Charlotte Tilbury Magic Eye Rescue Cream
This Charlotte Tilbury super-emollient eye cream has a base of coconut oil and shea butter (read: it’s incredibly hydrating). Botanicals plus peptides are meant to help reduce dark circles and boost collagen, respectively.
This creamy moisturizer serves up potent collagen-boosting peptides and pycnogenol, and antioxidant-rich vitamin C. “Instead of sitting on top of the skin, peptides penetrate the outer layer so they go deep. The ‘signals’ they send tell the cells to produce elastin and collagen, which are needed for youthful-looking skin,” explains Somenek.
At-Home Peel Pads
Remember that skin cell turnover fiasco we talked about earlier? One way to help support it is by exfoliating. “Exfoliation is important to help keep skin fresh and luminous,” Kunin says. She recommends using at-home peel pads as an easy and effective way to exfoliate.
“The goal in your 20s is to fight the slowing pace of cell turnover. It is wise to use products that gently exfoliate, yet still remove oil and other impurities.

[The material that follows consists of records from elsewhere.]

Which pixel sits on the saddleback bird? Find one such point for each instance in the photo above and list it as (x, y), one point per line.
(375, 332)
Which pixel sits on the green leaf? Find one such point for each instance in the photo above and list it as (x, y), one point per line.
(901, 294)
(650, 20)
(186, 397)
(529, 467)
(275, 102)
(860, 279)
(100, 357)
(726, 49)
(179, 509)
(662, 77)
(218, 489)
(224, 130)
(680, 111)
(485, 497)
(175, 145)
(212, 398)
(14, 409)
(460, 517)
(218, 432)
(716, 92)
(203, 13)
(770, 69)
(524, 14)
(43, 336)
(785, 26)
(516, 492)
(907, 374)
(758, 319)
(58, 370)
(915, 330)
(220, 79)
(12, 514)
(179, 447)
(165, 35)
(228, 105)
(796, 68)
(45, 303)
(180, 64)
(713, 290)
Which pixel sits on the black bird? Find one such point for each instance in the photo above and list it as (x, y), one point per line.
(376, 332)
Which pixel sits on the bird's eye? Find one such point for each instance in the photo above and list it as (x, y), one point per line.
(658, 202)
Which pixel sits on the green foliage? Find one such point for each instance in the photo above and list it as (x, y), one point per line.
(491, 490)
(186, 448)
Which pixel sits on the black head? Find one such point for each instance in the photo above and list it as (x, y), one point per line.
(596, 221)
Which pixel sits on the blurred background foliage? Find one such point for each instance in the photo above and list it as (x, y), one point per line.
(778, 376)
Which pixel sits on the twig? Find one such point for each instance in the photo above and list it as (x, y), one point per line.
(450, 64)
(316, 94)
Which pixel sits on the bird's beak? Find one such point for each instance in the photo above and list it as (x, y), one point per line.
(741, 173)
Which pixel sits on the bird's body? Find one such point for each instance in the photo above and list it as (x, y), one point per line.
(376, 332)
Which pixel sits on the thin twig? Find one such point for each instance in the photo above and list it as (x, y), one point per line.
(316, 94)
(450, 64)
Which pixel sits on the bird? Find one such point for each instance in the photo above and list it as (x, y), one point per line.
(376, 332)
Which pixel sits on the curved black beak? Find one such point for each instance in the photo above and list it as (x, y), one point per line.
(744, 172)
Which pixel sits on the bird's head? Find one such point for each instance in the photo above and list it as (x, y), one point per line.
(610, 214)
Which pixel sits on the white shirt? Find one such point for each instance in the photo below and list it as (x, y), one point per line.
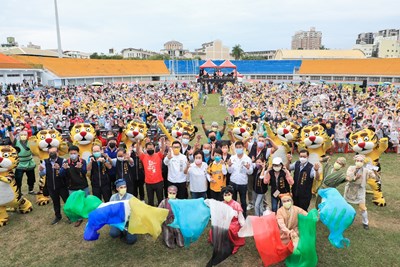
(197, 177)
(238, 170)
(176, 165)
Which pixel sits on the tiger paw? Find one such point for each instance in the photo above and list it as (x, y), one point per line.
(42, 200)
(379, 202)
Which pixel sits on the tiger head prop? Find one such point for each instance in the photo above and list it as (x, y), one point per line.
(313, 136)
(182, 126)
(8, 159)
(136, 130)
(242, 129)
(288, 131)
(82, 134)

Products that have Alpha Hydroxy Acids (AHA) or Beta Hydroxy Acids (BHA) are a good choice.”
According to Somenek, you should only exfoliate two to three times a week. “People of all ages are guilty of over-exfoliating and that can be too much of a good thing,” he says.
Dermadoctor Kakadu C Intensive Vitamin C Peel Pad
A few swipes of this Derma Doctor powerful peel pad promise to leave your skin glowing and smooth, thanks to the seven (yes, seven) types of chemical exfoliants, including AHA and BHA. It also contains vitamin C via Kakadu plum extract for added brightening and antioxidant protection.

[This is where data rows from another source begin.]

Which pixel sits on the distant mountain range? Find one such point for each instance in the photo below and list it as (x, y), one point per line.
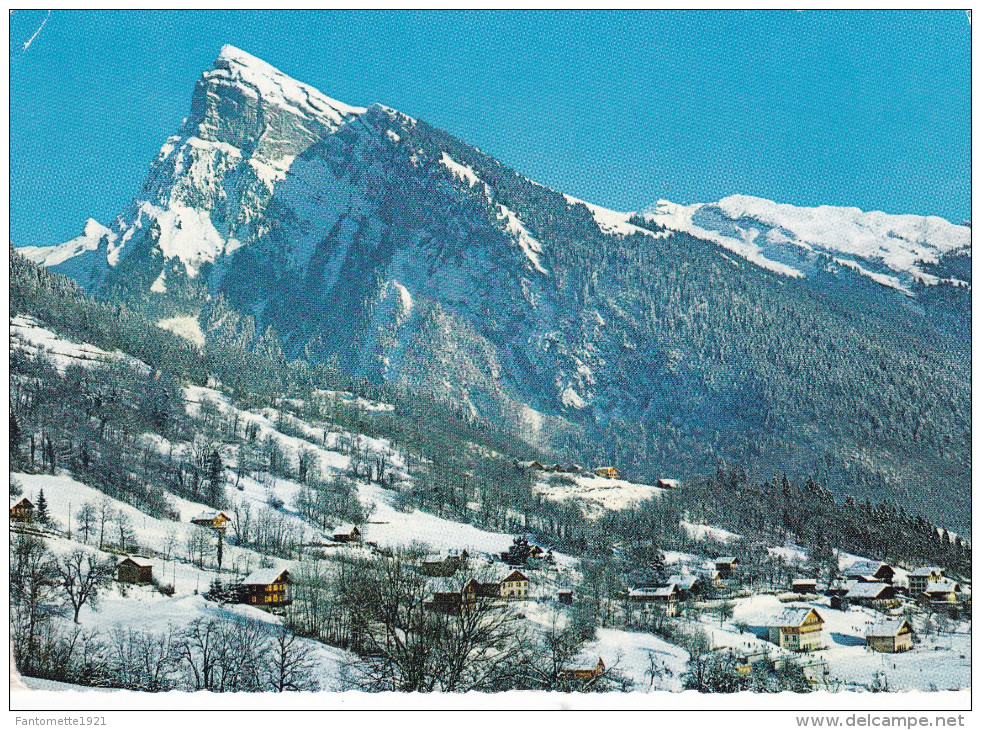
(822, 341)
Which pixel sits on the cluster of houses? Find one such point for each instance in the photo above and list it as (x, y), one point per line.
(802, 630)
(513, 586)
(681, 586)
(873, 584)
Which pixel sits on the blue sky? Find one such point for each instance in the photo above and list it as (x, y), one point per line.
(859, 108)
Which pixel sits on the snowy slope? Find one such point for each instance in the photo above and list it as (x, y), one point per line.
(595, 494)
(892, 250)
(32, 338)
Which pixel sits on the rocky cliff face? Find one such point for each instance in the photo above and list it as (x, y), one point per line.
(376, 241)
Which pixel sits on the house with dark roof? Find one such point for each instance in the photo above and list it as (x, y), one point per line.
(687, 585)
(515, 585)
(942, 591)
(891, 636)
(727, 566)
(138, 571)
(22, 511)
(798, 629)
(665, 596)
(920, 578)
(870, 570)
(212, 519)
(266, 588)
(803, 586)
(582, 673)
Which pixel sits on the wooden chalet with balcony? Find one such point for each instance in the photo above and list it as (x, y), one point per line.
(890, 637)
(266, 588)
(213, 520)
(868, 571)
(583, 674)
(514, 586)
(798, 629)
(22, 511)
(134, 570)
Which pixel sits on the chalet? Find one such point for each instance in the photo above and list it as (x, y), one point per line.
(710, 576)
(213, 520)
(445, 565)
(347, 533)
(583, 673)
(686, 585)
(727, 566)
(942, 591)
(23, 511)
(815, 671)
(890, 637)
(872, 595)
(798, 629)
(515, 585)
(134, 570)
(803, 586)
(666, 596)
(455, 600)
(868, 571)
(267, 588)
(920, 578)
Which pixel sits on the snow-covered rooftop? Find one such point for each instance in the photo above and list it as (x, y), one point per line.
(888, 627)
(866, 590)
(262, 577)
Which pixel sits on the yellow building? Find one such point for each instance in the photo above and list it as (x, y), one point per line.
(891, 636)
(798, 629)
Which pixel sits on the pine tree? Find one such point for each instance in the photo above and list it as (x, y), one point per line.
(216, 479)
(15, 438)
(42, 509)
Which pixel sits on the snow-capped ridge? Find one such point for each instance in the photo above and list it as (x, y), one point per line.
(770, 234)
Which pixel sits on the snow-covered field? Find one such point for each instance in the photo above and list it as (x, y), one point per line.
(596, 494)
(935, 662)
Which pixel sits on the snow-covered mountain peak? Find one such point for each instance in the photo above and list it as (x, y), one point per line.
(273, 86)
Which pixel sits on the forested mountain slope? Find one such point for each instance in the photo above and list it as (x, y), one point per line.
(359, 239)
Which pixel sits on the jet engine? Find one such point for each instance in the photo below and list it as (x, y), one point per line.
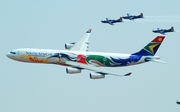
(69, 45)
(70, 70)
(96, 76)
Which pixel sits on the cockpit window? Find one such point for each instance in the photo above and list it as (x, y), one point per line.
(12, 52)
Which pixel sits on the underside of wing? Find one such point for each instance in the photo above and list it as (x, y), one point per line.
(82, 44)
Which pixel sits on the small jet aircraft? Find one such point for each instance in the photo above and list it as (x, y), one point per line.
(163, 31)
(132, 17)
(111, 21)
(178, 102)
(76, 57)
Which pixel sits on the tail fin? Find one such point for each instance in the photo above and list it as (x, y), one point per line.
(172, 29)
(120, 19)
(151, 48)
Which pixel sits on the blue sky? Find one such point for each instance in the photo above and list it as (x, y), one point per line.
(50, 24)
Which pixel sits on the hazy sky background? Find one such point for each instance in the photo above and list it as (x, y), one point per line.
(26, 87)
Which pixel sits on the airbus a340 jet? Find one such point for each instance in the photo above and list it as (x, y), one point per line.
(76, 57)
(132, 17)
(112, 21)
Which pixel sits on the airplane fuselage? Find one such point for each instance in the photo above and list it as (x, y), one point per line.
(49, 56)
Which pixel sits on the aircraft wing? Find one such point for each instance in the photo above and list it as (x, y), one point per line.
(93, 68)
(82, 44)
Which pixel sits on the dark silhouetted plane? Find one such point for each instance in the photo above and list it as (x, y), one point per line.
(111, 21)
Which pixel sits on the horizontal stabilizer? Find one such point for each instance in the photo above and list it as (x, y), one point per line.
(93, 68)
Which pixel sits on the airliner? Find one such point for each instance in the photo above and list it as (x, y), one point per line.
(76, 57)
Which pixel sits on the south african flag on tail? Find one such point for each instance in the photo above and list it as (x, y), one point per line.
(151, 48)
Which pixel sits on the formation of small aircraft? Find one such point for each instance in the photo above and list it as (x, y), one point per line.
(76, 57)
(132, 17)
(163, 31)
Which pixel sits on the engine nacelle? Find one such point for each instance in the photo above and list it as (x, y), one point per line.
(70, 70)
(96, 76)
(69, 45)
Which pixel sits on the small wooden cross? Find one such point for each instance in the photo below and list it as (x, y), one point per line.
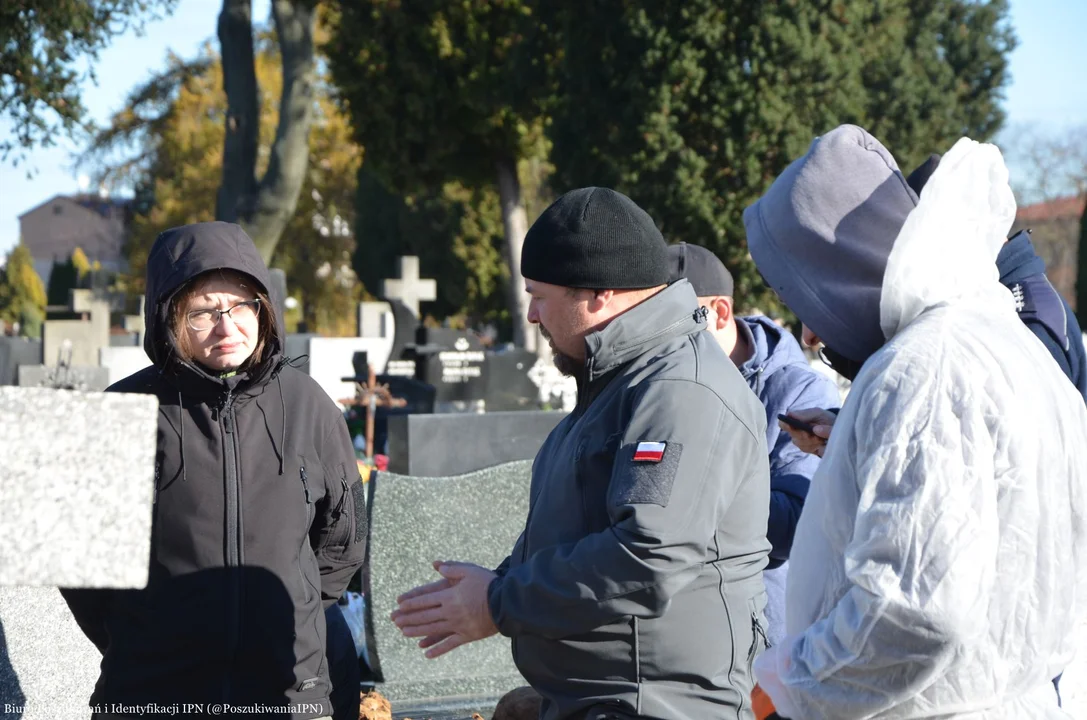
(372, 396)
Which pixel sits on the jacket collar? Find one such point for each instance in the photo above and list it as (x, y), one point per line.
(671, 313)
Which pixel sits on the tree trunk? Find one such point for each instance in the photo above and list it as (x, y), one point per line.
(263, 209)
(242, 110)
(1082, 272)
(515, 225)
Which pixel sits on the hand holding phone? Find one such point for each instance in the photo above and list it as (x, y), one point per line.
(798, 424)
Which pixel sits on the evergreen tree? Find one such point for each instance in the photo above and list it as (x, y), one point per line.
(430, 88)
(62, 280)
(694, 107)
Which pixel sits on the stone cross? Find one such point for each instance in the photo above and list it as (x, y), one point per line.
(372, 396)
(410, 288)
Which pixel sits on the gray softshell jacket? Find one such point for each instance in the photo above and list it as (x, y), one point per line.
(636, 586)
(259, 519)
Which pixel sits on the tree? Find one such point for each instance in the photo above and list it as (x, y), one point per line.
(42, 47)
(264, 207)
(692, 108)
(455, 233)
(65, 276)
(430, 88)
(169, 143)
(1048, 173)
(22, 293)
(1082, 274)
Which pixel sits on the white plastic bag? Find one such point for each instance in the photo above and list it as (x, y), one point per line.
(354, 612)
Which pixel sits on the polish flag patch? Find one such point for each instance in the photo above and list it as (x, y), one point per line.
(649, 451)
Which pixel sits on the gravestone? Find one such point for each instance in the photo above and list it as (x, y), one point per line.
(330, 361)
(450, 444)
(410, 288)
(507, 383)
(85, 336)
(413, 522)
(454, 362)
(15, 351)
(76, 476)
(87, 379)
(404, 329)
(375, 320)
(297, 348)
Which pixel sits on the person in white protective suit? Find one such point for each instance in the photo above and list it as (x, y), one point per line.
(940, 562)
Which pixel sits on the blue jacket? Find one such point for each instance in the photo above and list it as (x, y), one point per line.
(779, 374)
(1042, 309)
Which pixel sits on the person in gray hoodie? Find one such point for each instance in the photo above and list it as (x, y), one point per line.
(635, 590)
(938, 565)
(778, 373)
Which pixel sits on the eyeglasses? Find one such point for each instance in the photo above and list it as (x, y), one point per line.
(201, 320)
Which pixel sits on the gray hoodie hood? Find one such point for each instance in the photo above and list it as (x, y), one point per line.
(822, 234)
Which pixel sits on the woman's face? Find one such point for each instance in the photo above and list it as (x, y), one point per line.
(220, 340)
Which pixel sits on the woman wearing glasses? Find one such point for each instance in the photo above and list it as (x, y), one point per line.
(259, 514)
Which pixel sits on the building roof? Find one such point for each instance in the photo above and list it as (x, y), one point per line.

KEY INGREDIENTS Kakadu plum extract is sourced from the Kakadu plum, a fruit grown in northern Australia. It contains vitamin C, which restores the skin’s natural barrier, increases collagen production, and soothes irritation.
Dr. Dennis Gross Skincare Alpha Beta® Universal Daily Peel Pads
These are the gold standard of peel pads, with a cult following and over 900 five-star reviews on Sephora. They’re easy to use and contain a blend of anti-aging exfoliating acids.
Emollient Night Cream
“In your 20s, you need to start upping the hydration in your skincare routine. You may have been cautious of over-moisturizing because of acne in your teens, but as you enter your 20s, your skin transitions and becomes drier,” Ross says. “I recommend an emollient night cream added into your evening skincare regimen.”

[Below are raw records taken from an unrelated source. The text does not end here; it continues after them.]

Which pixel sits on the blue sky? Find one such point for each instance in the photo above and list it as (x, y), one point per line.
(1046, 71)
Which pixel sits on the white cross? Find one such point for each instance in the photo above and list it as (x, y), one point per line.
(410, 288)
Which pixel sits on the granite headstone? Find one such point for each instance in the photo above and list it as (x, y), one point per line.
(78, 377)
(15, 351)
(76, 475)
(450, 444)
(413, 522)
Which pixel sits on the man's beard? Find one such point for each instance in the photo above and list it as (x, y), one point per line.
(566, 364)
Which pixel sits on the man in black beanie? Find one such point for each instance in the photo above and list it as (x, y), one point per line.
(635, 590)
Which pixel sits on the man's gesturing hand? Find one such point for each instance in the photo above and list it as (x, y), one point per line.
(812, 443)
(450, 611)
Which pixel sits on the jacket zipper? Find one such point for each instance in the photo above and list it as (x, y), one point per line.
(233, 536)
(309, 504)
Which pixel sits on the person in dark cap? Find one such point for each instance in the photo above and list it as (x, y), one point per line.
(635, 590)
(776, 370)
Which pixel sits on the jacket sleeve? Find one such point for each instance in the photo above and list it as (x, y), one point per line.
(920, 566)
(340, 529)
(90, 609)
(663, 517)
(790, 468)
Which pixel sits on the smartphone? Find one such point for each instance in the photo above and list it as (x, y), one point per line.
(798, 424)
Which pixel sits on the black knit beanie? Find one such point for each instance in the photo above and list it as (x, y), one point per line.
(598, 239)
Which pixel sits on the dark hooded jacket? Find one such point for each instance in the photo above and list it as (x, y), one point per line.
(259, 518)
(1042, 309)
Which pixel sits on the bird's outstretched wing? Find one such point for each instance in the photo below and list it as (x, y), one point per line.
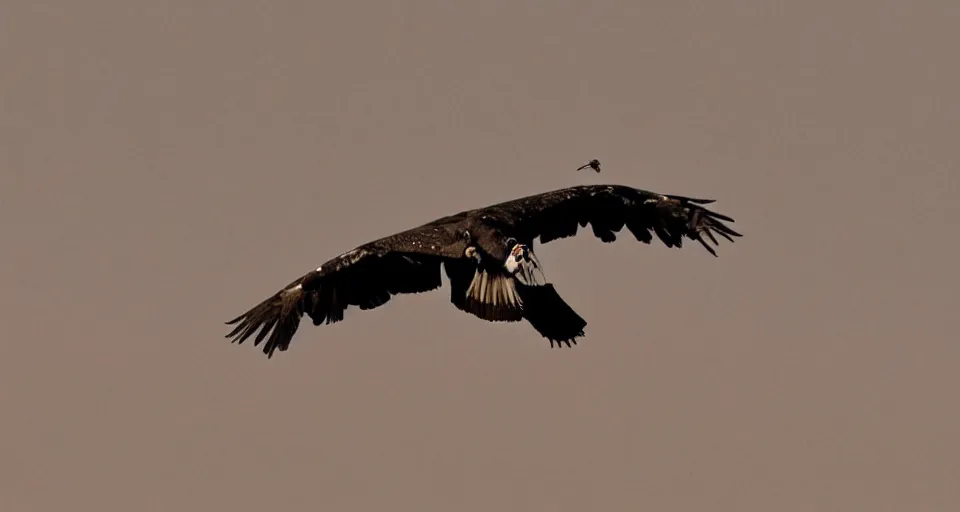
(608, 208)
(366, 277)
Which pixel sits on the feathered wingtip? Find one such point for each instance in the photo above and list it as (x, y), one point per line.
(701, 221)
(278, 316)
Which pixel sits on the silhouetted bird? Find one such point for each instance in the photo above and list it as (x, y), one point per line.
(487, 254)
(593, 164)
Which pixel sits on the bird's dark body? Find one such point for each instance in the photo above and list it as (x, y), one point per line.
(410, 261)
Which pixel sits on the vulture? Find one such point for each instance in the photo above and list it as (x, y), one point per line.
(593, 164)
(488, 255)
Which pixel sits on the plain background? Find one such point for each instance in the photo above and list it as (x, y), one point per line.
(166, 165)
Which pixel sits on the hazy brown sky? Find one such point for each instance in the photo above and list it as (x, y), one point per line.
(166, 165)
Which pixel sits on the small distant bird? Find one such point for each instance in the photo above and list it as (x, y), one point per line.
(593, 164)
(489, 257)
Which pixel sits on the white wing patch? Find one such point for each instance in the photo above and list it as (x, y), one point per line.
(525, 265)
(494, 289)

“Twenty-somethings need to make sure that they are not using creams that will clog their pores and cause excess oil production,” says Somenek. Opt for non-comedogenic products.
Cerave Skin Renewing Night Cream
One great choice is the CeraVe Skin Renewing Night Cream, which is a non-comedogenic night cream that leaves skin soft and glowy. It combines the moisturizing powers of ceramides and hyaluronic acid.
RoC Retinol Correxion Max Hydration Creme
“The best night cream ingredients contain retinol, benzoyl peroxide, and/or salicylic acid or hyaluronic acid. The goal is to moisturize, yet remove excess oil,” says Somenek. This Roc Retinol Correxion cream fits the bill as it contains both hyaluronic acid and retinol so it promises to moisturize while also being non-comedogenic.